Permanent Record is an excellent read.  There is a sub-text to the narrative that makes you wonder whether he is pulling your leg at times. And a few seemingly contrived anecdotes, such as the tiny play child Snowden has with mom about the need for taxes; another childhood exchange with mom where she explains the immorality of opening his sister’s mail; and, the chapter, “From the Diaries of Lindsay Mills,” which are, ostensibly, entries from his girlfriend’s (now his wife) diary. I was surprised that this chapter didn’t qualify her for a byline.  But also, the section was so finely manicured that it felt like an inauthentic voice. In a novel that’s okay.

I have questions.  Like why the push to get people to use the Tor Project?  Snowden says that setting up a Tor server can help others in highly controlled societies (he cites Iran) reach out beyond their cyberwall.  But the safety of Tor use was debunked years ago, when it was revealed US spooks had cracked its encryption and were on to users setting up bridge servers.  But a bigger mystery to me was the inclusion of a reference to the bin Laden execution of 2011: “a dialysis patient shot point-blank in the embrace of his multiple wives in their lavish compound.”  By all other reports, bin Laden was shot dead from the stairwell, there were no “multiple wives” embracing him, and the compound was anything but “lavish.”

Responses to what Snowden did in 2013 seem to locate his actions somewhere between heroic and traitorous.  One political analyst, however, believes he’s beyond such easy good or evil. David P. Fidler, editor of The Snowden Reader, writes in his introduction to the volume that Snowden’s actions “disrupted the trajectory of political affairs and forced democratic societies to reconsider fundamental questions, the answers to which help define the quality of the democratic experience.” This is, of course, vague, and maybe entirely unhelpful, but does give an idea of his reception of the intellectuals who may influence his fate, should he ever return to America.

The picture Snowden paints in Permanent Record is so bleak and — like he alludes to — such a fall from more relatively edenic times that there seems little hope.  However, he does, like Julian Assange, assert that one place to start fighting back is for people to implement encryption — sealing their documents and using a safe VPN.  Snowden notes, with hope, “The year 2016 was a landmark in tech history, the first year since the invention of the Internet that more Web traffic was encrypted than unencrypted.” In addition, many other people, like Tim Berners-Lee, the inventor of the World Wide Web, are pushing for the adoption of John Perry Barlow’s “A Declaration of the Independence of Cyberspace.” Meh.  But the truth is, more radical actions may be required.

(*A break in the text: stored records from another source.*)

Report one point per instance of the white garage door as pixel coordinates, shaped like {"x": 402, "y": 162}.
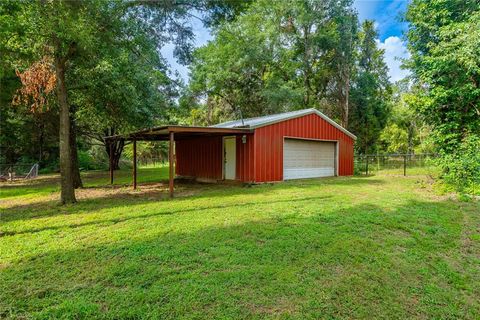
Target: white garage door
{"x": 308, "y": 159}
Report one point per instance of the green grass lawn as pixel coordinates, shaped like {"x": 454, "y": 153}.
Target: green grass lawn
{"x": 362, "y": 247}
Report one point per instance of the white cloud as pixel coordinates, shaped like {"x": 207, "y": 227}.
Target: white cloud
{"x": 395, "y": 50}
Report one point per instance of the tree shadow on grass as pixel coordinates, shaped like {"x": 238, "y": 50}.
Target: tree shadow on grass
{"x": 184, "y": 192}
{"x": 402, "y": 263}
{"x": 149, "y": 215}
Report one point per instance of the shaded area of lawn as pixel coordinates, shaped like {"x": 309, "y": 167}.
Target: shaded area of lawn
{"x": 326, "y": 248}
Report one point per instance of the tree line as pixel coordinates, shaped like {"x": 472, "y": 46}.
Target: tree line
{"x": 73, "y": 72}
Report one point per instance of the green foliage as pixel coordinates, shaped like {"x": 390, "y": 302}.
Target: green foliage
{"x": 405, "y": 131}
{"x": 277, "y": 56}
{"x": 371, "y": 92}
{"x": 461, "y": 169}
{"x": 444, "y": 42}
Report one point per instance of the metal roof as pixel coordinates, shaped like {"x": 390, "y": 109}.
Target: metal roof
{"x": 163, "y": 133}
{"x": 258, "y": 122}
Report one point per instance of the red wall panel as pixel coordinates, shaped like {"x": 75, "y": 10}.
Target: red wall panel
{"x": 268, "y": 146}
{"x": 245, "y": 158}
{"x": 199, "y": 157}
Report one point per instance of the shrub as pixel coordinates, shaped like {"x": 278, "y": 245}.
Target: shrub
{"x": 461, "y": 169}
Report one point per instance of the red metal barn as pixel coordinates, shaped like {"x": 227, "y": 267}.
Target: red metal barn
{"x": 292, "y": 145}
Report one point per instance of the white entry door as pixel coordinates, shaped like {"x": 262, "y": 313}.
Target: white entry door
{"x": 230, "y": 157}
{"x": 308, "y": 159}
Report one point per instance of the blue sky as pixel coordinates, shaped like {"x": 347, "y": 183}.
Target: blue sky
{"x": 386, "y": 13}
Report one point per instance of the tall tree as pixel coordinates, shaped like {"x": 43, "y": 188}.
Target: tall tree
{"x": 371, "y": 91}
{"x": 67, "y": 30}
{"x": 444, "y": 42}
{"x": 277, "y": 56}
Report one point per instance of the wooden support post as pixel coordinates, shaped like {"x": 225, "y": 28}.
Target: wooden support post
{"x": 111, "y": 161}
{"x": 171, "y": 164}
{"x": 134, "y": 164}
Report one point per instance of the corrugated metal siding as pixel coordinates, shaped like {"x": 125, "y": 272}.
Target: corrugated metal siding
{"x": 245, "y": 159}
{"x": 199, "y": 157}
{"x": 269, "y": 145}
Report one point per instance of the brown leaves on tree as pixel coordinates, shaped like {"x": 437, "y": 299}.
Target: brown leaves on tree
{"x": 38, "y": 81}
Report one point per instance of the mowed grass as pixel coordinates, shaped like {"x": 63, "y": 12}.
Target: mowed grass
{"x": 366, "y": 247}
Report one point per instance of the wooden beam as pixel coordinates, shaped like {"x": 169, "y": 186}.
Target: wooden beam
{"x": 111, "y": 161}
{"x": 134, "y": 164}
{"x": 171, "y": 164}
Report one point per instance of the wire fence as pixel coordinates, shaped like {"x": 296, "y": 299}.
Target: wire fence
{"x": 394, "y": 164}
{"x": 11, "y": 172}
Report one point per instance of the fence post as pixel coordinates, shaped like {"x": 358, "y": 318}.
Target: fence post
{"x": 366, "y": 167}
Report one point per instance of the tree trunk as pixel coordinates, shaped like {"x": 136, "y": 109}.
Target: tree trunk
{"x": 77, "y": 180}
{"x": 67, "y": 194}
{"x": 117, "y": 149}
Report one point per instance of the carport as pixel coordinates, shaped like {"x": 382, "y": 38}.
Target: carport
{"x": 171, "y": 133}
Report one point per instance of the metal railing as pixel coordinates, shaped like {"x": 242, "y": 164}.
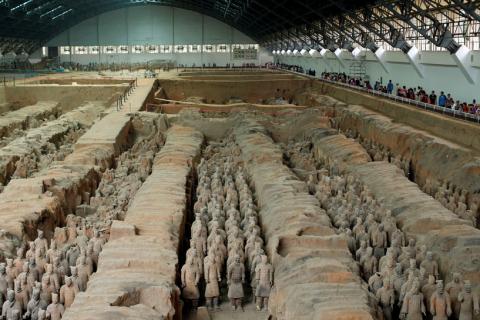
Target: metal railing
{"x": 124, "y": 96}
{"x": 458, "y": 114}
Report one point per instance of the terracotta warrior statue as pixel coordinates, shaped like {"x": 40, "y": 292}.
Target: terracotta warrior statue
{"x": 264, "y": 275}
{"x": 68, "y": 292}
{"x": 212, "y": 279}
{"x": 469, "y": 306}
{"x": 3, "y": 284}
{"x": 33, "y": 306}
{"x": 430, "y": 265}
{"x": 386, "y": 297}
{"x": 413, "y": 307}
{"x": 10, "y": 305}
{"x": 235, "y": 281}
{"x": 453, "y": 288}
{"x": 55, "y": 310}
{"x": 190, "y": 275}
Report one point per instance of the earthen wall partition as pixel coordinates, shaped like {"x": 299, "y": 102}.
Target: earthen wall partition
{"x": 43, "y": 201}
{"x": 220, "y": 90}
{"x": 315, "y": 275}
{"x": 138, "y": 266}
{"x": 455, "y": 243}
{"x": 67, "y": 96}
{"x": 432, "y": 158}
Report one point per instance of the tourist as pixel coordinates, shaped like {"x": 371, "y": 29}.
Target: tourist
{"x": 433, "y": 98}
{"x": 389, "y": 87}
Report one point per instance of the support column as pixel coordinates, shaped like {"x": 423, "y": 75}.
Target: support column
{"x": 323, "y": 53}
{"x": 338, "y": 54}
{"x": 463, "y": 59}
{"x": 380, "y": 55}
{"x": 413, "y": 55}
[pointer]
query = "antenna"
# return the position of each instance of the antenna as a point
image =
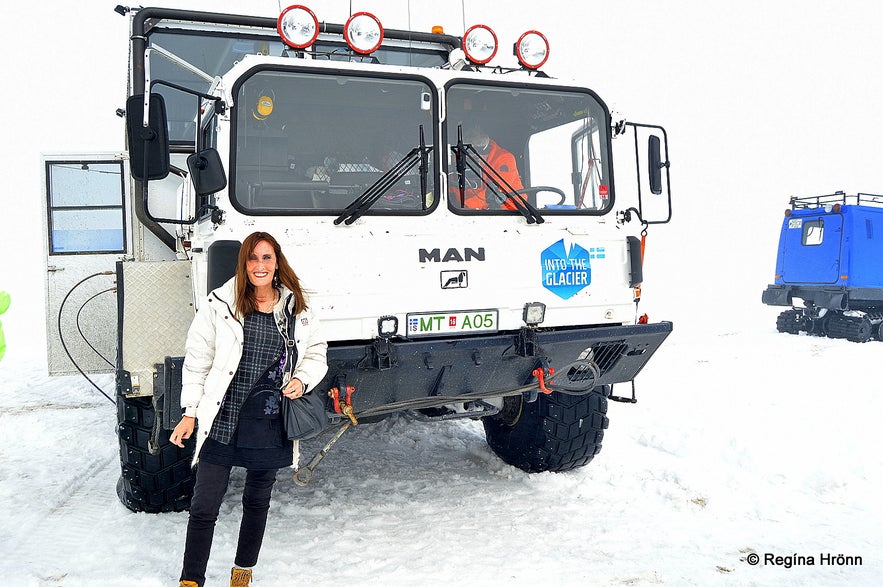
(463, 14)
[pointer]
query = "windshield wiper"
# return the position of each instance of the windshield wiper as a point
(468, 157)
(360, 205)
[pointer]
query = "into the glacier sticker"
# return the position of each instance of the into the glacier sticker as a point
(565, 272)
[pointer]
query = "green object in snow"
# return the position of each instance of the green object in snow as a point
(4, 305)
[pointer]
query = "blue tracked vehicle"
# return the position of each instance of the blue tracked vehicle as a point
(829, 257)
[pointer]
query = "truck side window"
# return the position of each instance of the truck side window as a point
(85, 207)
(813, 232)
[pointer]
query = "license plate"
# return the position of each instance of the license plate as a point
(451, 323)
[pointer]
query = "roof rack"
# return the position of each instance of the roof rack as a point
(838, 197)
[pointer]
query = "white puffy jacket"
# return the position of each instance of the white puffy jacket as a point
(214, 348)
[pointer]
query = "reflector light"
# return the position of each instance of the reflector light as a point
(532, 49)
(480, 44)
(534, 313)
(298, 26)
(363, 33)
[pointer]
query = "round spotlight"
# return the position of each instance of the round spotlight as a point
(532, 49)
(363, 33)
(480, 44)
(298, 26)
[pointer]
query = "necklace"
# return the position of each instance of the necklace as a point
(267, 304)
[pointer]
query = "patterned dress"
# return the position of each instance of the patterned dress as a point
(248, 430)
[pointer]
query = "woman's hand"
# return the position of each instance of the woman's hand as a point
(294, 389)
(182, 431)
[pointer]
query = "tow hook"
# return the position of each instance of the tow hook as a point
(303, 475)
(540, 373)
(344, 406)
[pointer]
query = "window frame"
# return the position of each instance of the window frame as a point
(51, 209)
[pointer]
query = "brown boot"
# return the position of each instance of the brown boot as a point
(240, 577)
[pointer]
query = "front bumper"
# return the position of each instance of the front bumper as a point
(383, 372)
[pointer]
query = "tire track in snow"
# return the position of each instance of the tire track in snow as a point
(68, 523)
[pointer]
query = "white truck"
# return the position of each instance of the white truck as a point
(348, 143)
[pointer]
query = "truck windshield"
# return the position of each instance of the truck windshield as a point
(315, 142)
(548, 147)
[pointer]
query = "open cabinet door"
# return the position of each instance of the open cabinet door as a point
(87, 229)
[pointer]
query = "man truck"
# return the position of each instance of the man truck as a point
(346, 142)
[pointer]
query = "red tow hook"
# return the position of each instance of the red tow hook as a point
(540, 374)
(344, 407)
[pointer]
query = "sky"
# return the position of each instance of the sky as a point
(742, 442)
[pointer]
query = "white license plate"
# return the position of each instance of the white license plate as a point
(452, 323)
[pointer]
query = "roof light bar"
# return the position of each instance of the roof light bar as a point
(363, 33)
(532, 49)
(479, 44)
(298, 26)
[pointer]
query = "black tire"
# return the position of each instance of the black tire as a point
(557, 432)
(153, 483)
(851, 328)
(790, 321)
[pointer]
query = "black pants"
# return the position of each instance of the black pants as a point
(208, 493)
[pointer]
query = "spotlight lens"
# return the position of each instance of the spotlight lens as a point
(480, 44)
(363, 33)
(298, 26)
(532, 49)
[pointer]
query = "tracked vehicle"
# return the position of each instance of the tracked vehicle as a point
(828, 267)
(346, 142)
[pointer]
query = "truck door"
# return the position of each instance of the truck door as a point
(811, 249)
(87, 229)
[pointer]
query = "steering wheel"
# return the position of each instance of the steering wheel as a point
(543, 188)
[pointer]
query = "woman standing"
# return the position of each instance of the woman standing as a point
(252, 336)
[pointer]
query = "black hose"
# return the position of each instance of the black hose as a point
(80, 330)
(61, 336)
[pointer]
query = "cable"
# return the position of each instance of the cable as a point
(80, 330)
(61, 336)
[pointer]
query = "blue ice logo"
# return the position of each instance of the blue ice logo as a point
(566, 273)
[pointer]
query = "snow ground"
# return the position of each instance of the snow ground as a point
(742, 442)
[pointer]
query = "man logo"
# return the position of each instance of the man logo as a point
(452, 254)
(454, 279)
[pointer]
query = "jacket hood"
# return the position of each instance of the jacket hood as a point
(227, 294)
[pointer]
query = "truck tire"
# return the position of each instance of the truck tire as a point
(153, 483)
(557, 432)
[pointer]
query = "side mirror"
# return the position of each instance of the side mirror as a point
(654, 164)
(148, 145)
(207, 172)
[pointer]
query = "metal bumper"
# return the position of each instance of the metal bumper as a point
(387, 371)
(840, 298)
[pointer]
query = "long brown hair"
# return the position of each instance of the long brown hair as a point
(246, 303)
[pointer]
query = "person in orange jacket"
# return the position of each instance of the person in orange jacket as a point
(501, 160)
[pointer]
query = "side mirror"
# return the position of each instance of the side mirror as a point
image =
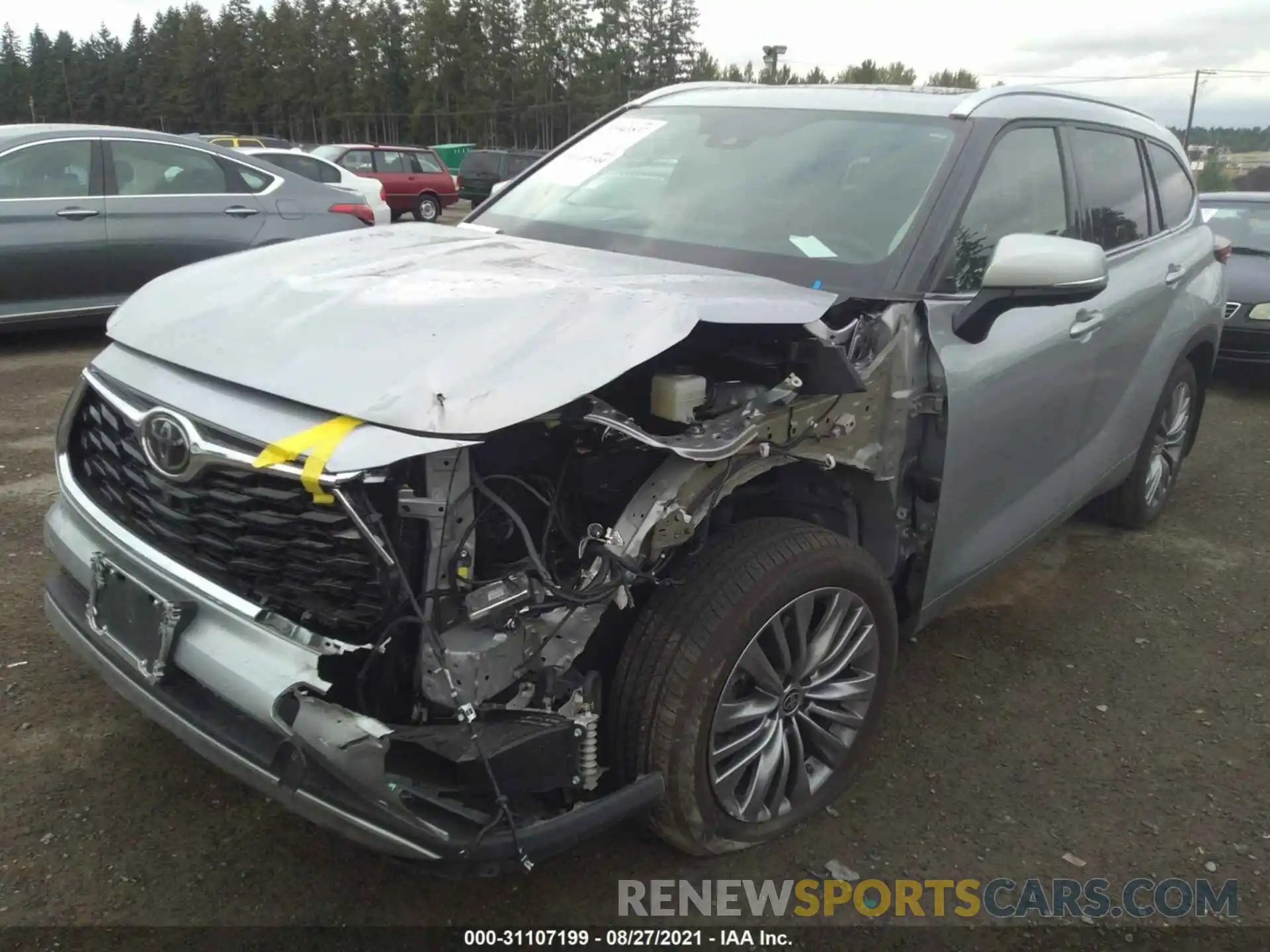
(1033, 270)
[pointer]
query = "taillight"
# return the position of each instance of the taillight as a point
(359, 211)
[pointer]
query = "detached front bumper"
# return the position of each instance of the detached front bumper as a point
(222, 698)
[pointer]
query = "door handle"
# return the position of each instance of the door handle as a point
(1086, 323)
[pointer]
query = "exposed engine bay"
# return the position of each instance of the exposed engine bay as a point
(513, 564)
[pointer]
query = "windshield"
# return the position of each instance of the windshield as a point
(1245, 223)
(743, 188)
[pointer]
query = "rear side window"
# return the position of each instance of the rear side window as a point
(1173, 183)
(244, 179)
(1113, 190)
(163, 169)
(1020, 192)
(480, 164)
(359, 160)
(302, 165)
(423, 161)
(516, 164)
(393, 163)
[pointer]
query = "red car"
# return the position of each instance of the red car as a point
(414, 178)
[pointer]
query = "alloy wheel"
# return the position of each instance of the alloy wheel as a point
(1166, 454)
(793, 705)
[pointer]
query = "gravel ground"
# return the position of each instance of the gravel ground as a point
(1107, 697)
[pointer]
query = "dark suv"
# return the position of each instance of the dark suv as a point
(484, 168)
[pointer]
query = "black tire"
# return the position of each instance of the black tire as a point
(1128, 506)
(681, 654)
(426, 208)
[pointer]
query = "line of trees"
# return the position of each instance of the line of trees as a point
(525, 73)
(1238, 140)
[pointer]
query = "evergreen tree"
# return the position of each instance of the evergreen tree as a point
(524, 73)
(13, 78)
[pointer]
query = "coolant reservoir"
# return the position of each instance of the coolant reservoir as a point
(677, 395)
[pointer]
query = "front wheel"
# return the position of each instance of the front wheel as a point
(427, 208)
(753, 686)
(1140, 500)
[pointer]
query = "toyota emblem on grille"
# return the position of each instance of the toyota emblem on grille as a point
(167, 444)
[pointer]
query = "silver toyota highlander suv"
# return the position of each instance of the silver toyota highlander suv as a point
(616, 499)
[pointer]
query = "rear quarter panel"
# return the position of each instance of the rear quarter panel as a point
(1193, 317)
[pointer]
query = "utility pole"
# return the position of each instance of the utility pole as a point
(771, 54)
(1191, 116)
(70, 106)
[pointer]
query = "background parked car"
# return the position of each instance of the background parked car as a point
(414, 178)
(89, 214)
(317, 169)
(484, 168)
(1244, 220)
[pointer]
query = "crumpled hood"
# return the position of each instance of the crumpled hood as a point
(433, 329)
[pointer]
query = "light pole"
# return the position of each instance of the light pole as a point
(771, 54)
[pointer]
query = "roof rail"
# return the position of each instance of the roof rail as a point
(681, 87)
(967, 107)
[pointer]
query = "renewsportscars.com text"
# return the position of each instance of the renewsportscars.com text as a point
(1000, 898)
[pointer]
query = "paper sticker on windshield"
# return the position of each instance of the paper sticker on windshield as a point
(812, 247)
(599, 150)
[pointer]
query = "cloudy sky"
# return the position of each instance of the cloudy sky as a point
(1017, 44)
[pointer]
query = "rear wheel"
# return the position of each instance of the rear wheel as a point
(427, 208)
(1140, 500)
(753, 686)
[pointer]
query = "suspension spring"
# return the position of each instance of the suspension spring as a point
(588, 748)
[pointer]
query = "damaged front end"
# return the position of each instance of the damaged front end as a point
(456, 612)
(513, 565)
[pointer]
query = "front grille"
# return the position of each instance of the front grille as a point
(1245, 343)
(257, 534)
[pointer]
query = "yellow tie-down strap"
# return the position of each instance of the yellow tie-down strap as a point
(319, 442)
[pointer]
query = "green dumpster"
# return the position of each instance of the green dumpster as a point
(452, 154)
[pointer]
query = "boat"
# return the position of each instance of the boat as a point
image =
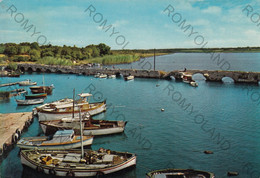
(180, 173)
(34, 96)
(112, 76)
(56, 111)
(97, 75)
(90, 126)
(27, 83)
(103, 76)
(42, 89)
(30, 101)
(62, 139)
(74, 163)
(130, 77)
(193, 83)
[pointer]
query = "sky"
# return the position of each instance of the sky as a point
(132, 24)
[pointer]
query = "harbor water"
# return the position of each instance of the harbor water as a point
(221, 117)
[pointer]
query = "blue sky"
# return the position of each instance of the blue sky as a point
(137, 24)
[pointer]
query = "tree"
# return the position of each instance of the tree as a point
(11, 50)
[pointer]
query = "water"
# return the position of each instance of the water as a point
(201, 61)
(223, 118)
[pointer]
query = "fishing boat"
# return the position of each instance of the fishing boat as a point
(130, 77)
(112, 76)
(103, 76)
(74, 163)
(30, 101)
(56, 111)
(90, 126)
(27, 83)
(42, 89)
(34, 96)
(62, 139)
(180, 173)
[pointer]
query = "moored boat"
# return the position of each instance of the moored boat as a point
(30, 101)
(130, 77)
(27, 83)
(77, 164)
(38, 95)
(90, 126)
(180, 173)
(62, 139)
(56, 111)
(42, 89)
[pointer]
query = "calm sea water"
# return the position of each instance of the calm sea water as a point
(201, 61)
(220, 117)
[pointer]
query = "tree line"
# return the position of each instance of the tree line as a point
(33, 51)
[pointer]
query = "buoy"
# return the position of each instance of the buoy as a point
(232, 173)
(208, 152)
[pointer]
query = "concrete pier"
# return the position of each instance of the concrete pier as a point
(214, 76)
(11, 127)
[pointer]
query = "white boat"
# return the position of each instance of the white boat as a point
(90, 126)
(103, 76)
(59, 110)
(62, 139)
(180, 173)
(74, 163)
(112, 76)
(30, 101)
(27, 83)
(130, 77)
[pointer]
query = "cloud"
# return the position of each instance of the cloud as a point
(212, 10)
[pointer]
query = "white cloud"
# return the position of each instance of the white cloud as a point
(212, 10)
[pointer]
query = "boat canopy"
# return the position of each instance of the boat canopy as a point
(63, 133)
(83, 95)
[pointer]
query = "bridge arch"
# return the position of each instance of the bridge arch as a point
(227, 80)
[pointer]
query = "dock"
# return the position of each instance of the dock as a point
(11, 127)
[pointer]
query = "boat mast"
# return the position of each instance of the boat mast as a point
(73, 103)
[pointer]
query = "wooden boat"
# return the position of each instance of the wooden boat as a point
(62, 139)
(27, 83)
(42, 89)
(130, 77)
(90, 126)
(33, 96)
(112, 76)
(103, 76)
(74, 163)
(180, 173)
(193, 83)
(56, 111)
(30, 101)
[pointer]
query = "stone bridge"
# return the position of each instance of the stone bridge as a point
(215, 76)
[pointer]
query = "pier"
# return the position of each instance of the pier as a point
(212, 76)
(11, 127)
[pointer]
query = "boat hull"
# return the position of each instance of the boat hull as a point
(48, 130)
(47, 116)
(86, 142)
(77, 172)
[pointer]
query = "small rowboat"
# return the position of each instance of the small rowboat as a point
(33, 96)
(181, 173)
(130, 77)
(74, 163)
(27, 83)
(62, 139)
(30, 101)
(42, 89)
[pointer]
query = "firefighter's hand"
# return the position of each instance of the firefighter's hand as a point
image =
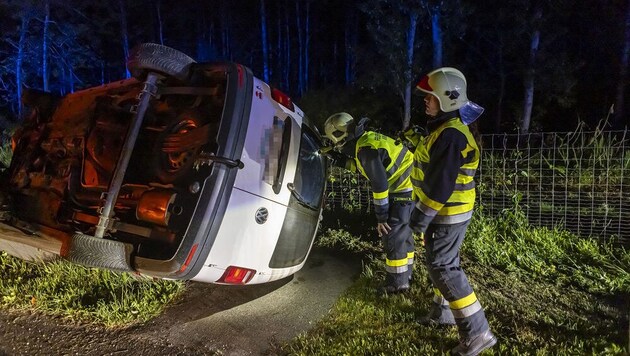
(383, 229)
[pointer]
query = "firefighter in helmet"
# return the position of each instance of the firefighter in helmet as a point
(445, 161)
(387, 165)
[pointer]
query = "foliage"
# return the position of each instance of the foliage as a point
(89, 294)
(544, 292)
(576, 179)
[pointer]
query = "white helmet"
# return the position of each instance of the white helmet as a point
(338, 127)
(448, 85)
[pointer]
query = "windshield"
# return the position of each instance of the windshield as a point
(310, 178)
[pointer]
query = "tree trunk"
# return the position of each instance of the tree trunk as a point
(265, 46)
(530, 70)
(436, 36)
(350, 40)
(620, 119)
(300, 49)
(158, 10)
(45, 70)
(287, 48)
(124, 34)
(307, 40)
(18, 62)
(279, 57)
(411, 39)
(225, 32)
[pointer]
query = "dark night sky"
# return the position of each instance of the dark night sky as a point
(577, 66)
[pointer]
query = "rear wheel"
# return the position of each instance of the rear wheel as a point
(152, 57)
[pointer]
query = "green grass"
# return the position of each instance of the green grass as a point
(545, 292)
(88, 294)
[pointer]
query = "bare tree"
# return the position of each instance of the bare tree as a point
(622, 81)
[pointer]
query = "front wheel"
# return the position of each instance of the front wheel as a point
(153, 57)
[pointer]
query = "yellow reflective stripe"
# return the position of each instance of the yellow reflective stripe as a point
(462, 196)
(464, 302)
(396, 263)
(452, 219)
(429, 202)
(396, 270)
(455, 210)
(466, 312)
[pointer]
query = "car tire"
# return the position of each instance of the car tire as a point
(152, 57)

Personally, I believe we need a more benign, colossal catastrophe. For instance, I was reading the other day about the chances of Earth being spit in the eye by a giant hot loogie from the Sun. I read:

“In today’s electrically dependent modern world, a similar scale solar storm could have catastrophic consequences. Auroras damage electrical power grids and may contribute to the erosion of oil and gas pipelines. They can disrupt GPS satellites and disturb or even completely black out radio communication on Earth.”

Such damage, if it lasted long enough, might just be the best goddamned thing to happen to this planet in a long time. We’d talk more, face to face.